Companies have been writing more and more contracts for both their customers and their employees, which require any disputes to be settled in arbitration. Companies prefer arbitration over court litigation because the company usually chooses and pays for the arbitrator. As a result, arbitrators generally tend to decide in favor of the company.
Arbitration also bars consumers and their employers from bringing class actions against the company. This is detrimental to the individual’s ability to attain redress for their claims, as many consumers and employees have small individual claims. On their own, they’re not worth the costs of bringing a suit to court, or even arbitration. Richard Cordray, director of the Consumer Financial Protection Bureau, stated that, “there are almost no disputes over amounts less than $1,000.” So, if multiple consumers suffered in the amount of $50 or $100 as a result of a company’s illegal actions, and the consumers are barred from filing a class action, then they have no way of getting compensation for their claims.
When combined, however, they may make a substantial sum, which not only might warrant bringing legal action against the company, but might also send a message to the company and to others that such conduct is wrong and punishable under the law.
Class actions also provide consumers and employees with greater leverage against large companies who are sometimes equipped a team of attorneys. An individual would have a difficult time finding and paying for sufficient representation against such a formidable foe. A class of plaintiffs on the other hand, is much more capable of attaining adequate representation.
Proponents of these arbitration agreements argue that they actually benefit consumers. For example, the U. S. Chamber of Commerce issued a letter to the federal bureau which said that “prohibiting or regulating arbitration would harm consumers more than it would benefit them. … Arbitration is at least as likely, and often more likely, than litigation in court to result in positive outcomes for consumers.”
Such assertions don’t hold up against the statistics, though. A report conducted by Public Citizen in 2007 found that, over a period of four years, in disputes between credit card companies and their consumers, arbitrators sided with the credit card companies 94 percent of the time.
Consumer advocates, on the other hand, have been arguing that any means used to deny people the right to sue or band together in class actions is unfair. The U. S. Supreme Court created much controversy when it ruled in 2011 that businesses such as phone companies, credit card issuers, and cable companies could not legally be barred from including arbitration clauses in their service contracts.

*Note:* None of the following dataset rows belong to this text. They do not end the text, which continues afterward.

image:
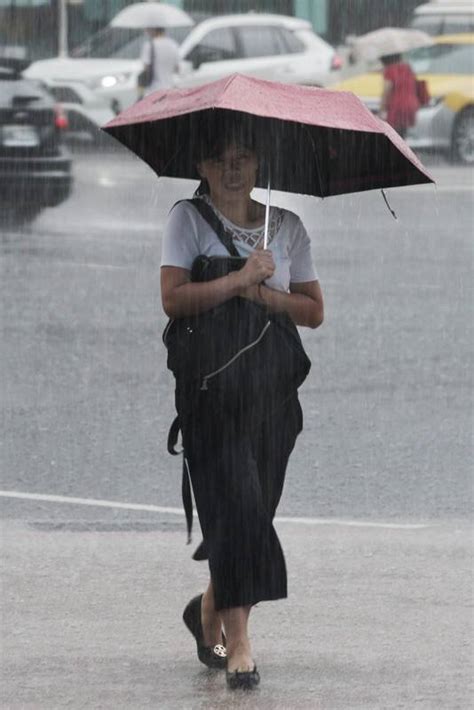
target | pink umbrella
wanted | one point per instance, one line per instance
(315, 141)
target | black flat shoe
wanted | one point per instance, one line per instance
(243, 680)
(211, 656)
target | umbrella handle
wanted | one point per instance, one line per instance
(267, 216)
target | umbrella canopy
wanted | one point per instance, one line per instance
(145, 15)
(314, 141)
(387, 41)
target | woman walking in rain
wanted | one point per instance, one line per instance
(237, 457)
(399, 102)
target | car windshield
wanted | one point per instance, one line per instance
(119, 43)
(442, 59)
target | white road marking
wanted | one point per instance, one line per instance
(178, 511)
(93, 265)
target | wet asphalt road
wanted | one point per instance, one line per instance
(87, 399)
(377, 617)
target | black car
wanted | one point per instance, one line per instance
(35, 170)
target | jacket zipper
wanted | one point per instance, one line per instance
(208, 377)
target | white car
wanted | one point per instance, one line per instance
(269, 46)
(85, 110)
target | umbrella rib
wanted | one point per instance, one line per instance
(315, 160)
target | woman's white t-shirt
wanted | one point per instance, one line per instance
(187, 235)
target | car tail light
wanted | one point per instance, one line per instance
(60, 118)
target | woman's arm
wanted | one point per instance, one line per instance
(182, 297)
(304, 304)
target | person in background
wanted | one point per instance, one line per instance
(399, 102)
(160, 56)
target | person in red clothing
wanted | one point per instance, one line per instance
(399, 102)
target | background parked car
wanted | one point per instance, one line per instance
(264, 45)
(444, 17)
(35, 170)
(86, 111)
(447, 122)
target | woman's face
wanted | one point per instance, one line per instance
(231, 175)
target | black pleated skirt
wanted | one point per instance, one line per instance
(237, 468)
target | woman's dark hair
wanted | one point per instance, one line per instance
(391, 59)
(217, 134)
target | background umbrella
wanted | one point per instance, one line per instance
(314, 141)
(388, 40)
(144, 15)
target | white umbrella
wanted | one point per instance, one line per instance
(388, 40)
(144, 15)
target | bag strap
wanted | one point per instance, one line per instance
(213, 221)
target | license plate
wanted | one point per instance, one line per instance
(17, 136)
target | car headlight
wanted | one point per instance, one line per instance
(434, 101)
(108, 81)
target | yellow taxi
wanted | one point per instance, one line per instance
(446, 123)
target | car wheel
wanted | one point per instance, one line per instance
(463, 137)
(24, 214)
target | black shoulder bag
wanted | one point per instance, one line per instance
(240, 356)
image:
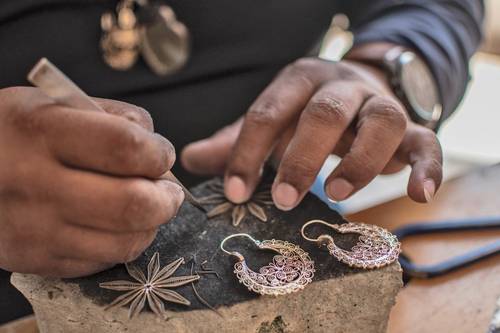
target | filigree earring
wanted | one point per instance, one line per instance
(289, 272)
(375, 248)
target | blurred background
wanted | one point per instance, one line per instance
(470, 138)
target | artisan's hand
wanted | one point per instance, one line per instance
(77, 193)
(312, 109)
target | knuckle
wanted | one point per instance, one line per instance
(129, 144)
(328, 110)
(164, 159)
(141, 116)
(390, 114)
(301, 70)
(359, 167)
(263, 114)
(138, 206)
(299, 171)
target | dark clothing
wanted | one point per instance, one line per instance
(237, 48)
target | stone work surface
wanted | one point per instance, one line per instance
(340, 299)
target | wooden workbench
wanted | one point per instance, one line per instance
(460, 302)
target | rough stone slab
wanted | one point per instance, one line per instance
(340, 299)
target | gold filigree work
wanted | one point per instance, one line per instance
(153, 288)
(289, 272)
(376, 247)
(254, 207)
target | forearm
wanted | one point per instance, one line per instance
(444, 34)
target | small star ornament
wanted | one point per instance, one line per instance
(255, 206)
(153, 288)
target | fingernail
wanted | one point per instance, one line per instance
(429, 189)
(285, 196)
(339, 189)
(169, 186)
(235, 189)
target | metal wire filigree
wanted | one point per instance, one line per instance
(376, 247)
(255, 206)
(289, 272)
(153, 288)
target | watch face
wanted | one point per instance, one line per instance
(419, 87)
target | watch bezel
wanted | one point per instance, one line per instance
(396, 64)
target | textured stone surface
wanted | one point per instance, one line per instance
(340, 299)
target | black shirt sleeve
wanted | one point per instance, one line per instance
(446, 33)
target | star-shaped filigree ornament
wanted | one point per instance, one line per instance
(153, 288)
(254, 206)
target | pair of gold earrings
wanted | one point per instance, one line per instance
(292, 269)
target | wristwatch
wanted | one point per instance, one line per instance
(414, 85)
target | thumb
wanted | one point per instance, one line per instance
(209, 156)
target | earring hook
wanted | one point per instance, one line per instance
(320, 238)
(234, 253)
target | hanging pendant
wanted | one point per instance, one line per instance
(289, 272)
(376, 247)
(164, 41)
(121, 39)
(141, 28)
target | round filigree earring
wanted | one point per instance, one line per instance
(291, 270)
(375, 248)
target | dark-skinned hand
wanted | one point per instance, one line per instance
(77, 188)
(314, 108)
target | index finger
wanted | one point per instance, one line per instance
(105, 143)
(278, 106)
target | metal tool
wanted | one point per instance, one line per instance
(55, 84)
(412, 270)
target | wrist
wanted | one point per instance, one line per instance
(372, 53)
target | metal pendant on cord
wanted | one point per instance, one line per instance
(142, 28)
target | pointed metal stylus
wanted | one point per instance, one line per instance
(55, 84)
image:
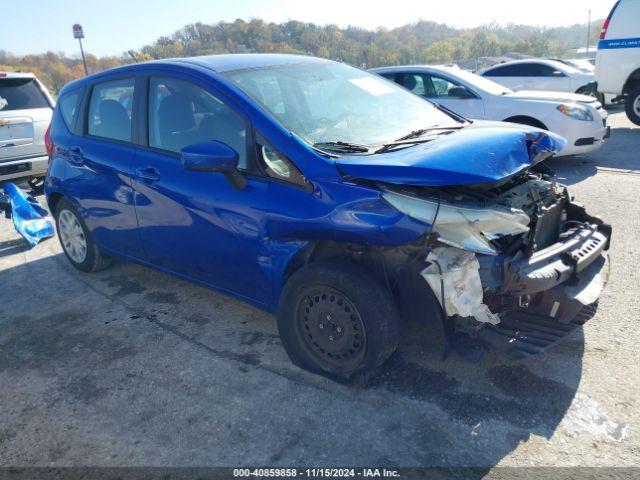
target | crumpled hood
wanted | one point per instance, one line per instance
(551, 96)
(483, 152)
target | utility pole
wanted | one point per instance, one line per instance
(79, 34)
(589, 33)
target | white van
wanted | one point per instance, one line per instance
(25, 113)
(618, 57)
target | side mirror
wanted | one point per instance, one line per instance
(213, 156)
(460, 92)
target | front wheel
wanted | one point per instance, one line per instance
(337, 320)
(632, 106)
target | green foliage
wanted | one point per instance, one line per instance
(421, 42)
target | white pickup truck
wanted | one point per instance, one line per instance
(618, 57)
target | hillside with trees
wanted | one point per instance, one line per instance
(421, 42)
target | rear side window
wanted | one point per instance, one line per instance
(21, 94)
(110, 110)
(506, 71)
(69, 106)
(181, 114)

However, the Consumer Financial Protection Bureau also gets a say in the matter. According to the same financial-reform law that created the bureau in 2010, the bureau has the authority to “prohibit or impose conditions or limitations on the use” of arbitration clauses for credit cards, checking accounts, and other financial contracts.
While the federal bureau’s investigation into the legality of these arbitration agreements may mean relief for consumers, it looks like employees will have to wait. Although the National Labor Relations Board had reached a decision which barred arbitration agreements that prohibit class action suits over pay and hours, a federal appeals court recently overturned that decision.